# Chickens and goats together



## tiggers (Jan 25, 2016)

We are creating a small yard at the back of our property about 220m2 (720 feet sq) to keep a couple of goats and some chooks (Australian for chickens ) in. We have the goats in a separate temporary yard and have not got the chooks yet. The problem is that we want to put some "stuff" in the yard for the chickens to scratch around in as we know from past experience that chickens tend to turn anything into a dustbowl in weeks if they don't have some straw and other vegetation to scratch around in. I have started making a pile of weeds, garden scraps and old hay/straw in the middle of where the new yard will be. Our concern is the health of the goats. We know that we have to be more careful what we feed the goats compared to the chickens and that they can have problems especially if things go mouldy, but we want the chickens to have something other than bare dirt. We will keep the food separate (in the chook house for the chickens so the goats can't get it) and we have a hopper to keep the hay clean for the goats. What about the ground though? What is safe to keep around on the ground for both chickens and goats? Thanks everyone!  Mark


----------



## deerbunnyfarm (Dec 14, 2015)

I want to follow...


We just have grass. Lol. It got really muddy this winter so we laid down a thick layer of straw over about a quarter acre of it to reseed and keep them out of the mud if they felt like exploring. Other than that, our chickens just scratched around in the grass. The one dusty area they made was for their own health; dust baths keep chickens clean and cool, and help with mites/lice and such.


----------



## windswept (Oct 26, 2015)

My goats and chickens co mingle during the day. The chickens have their own pen and coop but a small hole in the fence between lets the chickens have run of both pens/paddocks.
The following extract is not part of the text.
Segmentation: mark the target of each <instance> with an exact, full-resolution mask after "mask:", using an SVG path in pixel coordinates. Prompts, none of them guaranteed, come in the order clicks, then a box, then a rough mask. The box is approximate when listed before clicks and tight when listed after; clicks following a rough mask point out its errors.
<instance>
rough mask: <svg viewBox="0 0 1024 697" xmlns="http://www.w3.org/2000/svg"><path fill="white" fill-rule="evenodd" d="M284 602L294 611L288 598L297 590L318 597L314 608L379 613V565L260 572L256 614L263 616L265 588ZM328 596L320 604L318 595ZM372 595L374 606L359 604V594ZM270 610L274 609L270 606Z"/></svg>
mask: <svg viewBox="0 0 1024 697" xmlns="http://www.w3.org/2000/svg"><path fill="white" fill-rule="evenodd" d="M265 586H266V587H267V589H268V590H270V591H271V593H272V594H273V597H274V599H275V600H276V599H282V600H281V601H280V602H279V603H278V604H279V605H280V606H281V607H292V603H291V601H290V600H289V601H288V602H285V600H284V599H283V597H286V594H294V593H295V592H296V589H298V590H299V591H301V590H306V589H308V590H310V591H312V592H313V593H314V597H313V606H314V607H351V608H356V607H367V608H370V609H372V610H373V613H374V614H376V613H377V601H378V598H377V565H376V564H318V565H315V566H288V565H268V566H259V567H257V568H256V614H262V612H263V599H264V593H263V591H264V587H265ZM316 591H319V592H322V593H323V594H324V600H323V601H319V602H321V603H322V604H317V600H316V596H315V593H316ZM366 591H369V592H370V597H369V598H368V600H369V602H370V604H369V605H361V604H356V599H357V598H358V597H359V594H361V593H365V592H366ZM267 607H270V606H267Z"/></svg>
I find it works better than always letting the chickens out to free range since we have predators of all sorts. The goats are like guardians and nothing messes with the herd queen. At dusk the hens go in by themselves or I call them back to the coop and give them a treat once inside. This works pretty well for us. I only have 7 goats and 8 hens.


----------



## GodsGarden (Feb 6, 2015)

hhuummm. I had roosters in with my goats for a while. One of my goats would go rooster bowling, lol, was the funniest thing. But they were mean so didn't mind. 

My goats won't eat anything off the ground. Well like if I pluck a weed, that they would eat normally, and toss it in the goat pen they will only eat the pieces that don't touch the ground. Kitchen scraps they only ever eat out of a bucket. They are clean freaks. Dirt touches anything they won't eat it. Maybe your goats are the same and won't touch what you put out for the chickens?


----------



## ShireRidgeFarm (Sep 24, 2015)

Anything I put on the ground for the chickens my goats will eat. Usually it's old hay to make a path over the snow in the winter, so it's the kind of stuff they eat anyway. Different clippings from around the yard might be a problem if you happen to throw in something that would be poisonous for goats, like trimmings from an ornamental plant or something like that. Just as long as you don't give them anything strange, I expect the goats will eat some and the chickens will eat some, and then kick the rest of it around.


----------



## Laney3535 (Jun 25, 2012)

We turned one of our stalls into a chicken coop with fully enclosed walls. And the door opened into the Community pen. Then we cute a small hole in the wall to go outside into a chicken run, a place where the chickens could go, but goats couldn't. And we fed them in there so the goats couldn't get in there hahaha. But they love very well with the goats. I have a polish who sits on my goats and picks stuff off of them hash.


----------



## tiggers (Jan 25, 2016)

*Thanks everyone!*

Thanks everyone for your kind thoughts and replies, so very helpful. We'll be finishing the enclosure this week, so we'll put the goats in first and see what they do. I'll post some pictures up if there is somewhere to do that?
Best all!
Mark


----------



## Clarebear12345 (Dec 2, 2015)

My chickens live with (and love!) my goats, my goat Bibi used to be with chickens all the time at her old home and there is this one chicken that always hangs out with her. They live together, drink water together and eat the same food.


----------